Canterbury composer Adrian Bawtree scored the music and Canon Missioner Revd Dr Emma Pennington wrote the words.
Cathedral organist Adrian Bawtree said: “There is a distinct visual element to this production, and we intend to use the projection during the course of the performance."
“The images we have used not only show the current destruction of our environment but will also be ones that amplify the fragility and beauty of our world. As you would imagine the writing of such a piece was uplifting, but also awakening thanks to Emma's inspirational text.”
Canon Missioner Revd Dr Emma Pennington said: “It is written from a Christian perspective based on words from Micah 6 verse 3 but it is entirely open to all faiths and none as we all understand the climate crisis is something we all face together.
“We hope many churches will share the video during their services and we also anticipate the future production in many different venues as Cry of the Earth evolves and grows.”

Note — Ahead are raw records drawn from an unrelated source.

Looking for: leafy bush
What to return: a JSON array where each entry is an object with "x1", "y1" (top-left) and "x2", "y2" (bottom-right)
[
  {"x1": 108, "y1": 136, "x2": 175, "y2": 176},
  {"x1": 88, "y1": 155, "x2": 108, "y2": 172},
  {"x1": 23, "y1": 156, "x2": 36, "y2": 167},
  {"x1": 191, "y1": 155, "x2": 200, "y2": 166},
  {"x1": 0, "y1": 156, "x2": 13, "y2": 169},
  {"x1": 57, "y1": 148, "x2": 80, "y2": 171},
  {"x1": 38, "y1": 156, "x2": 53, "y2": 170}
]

The idea of the requiem began several years ago within Canterbury Diocese. Director of Communities and Partnerships, Dr Revd Jonathan Arnold said: “It is both timely and rewarding that a piece such as Cry of the Earth is shared as we explore the legacy of COP26.
“We are now all aware of our impact on the planet and this requiem doesn’t just repeat the message, it provokes emotion, drives thought and allows us to look deeper into our actions and what we can do about our future.”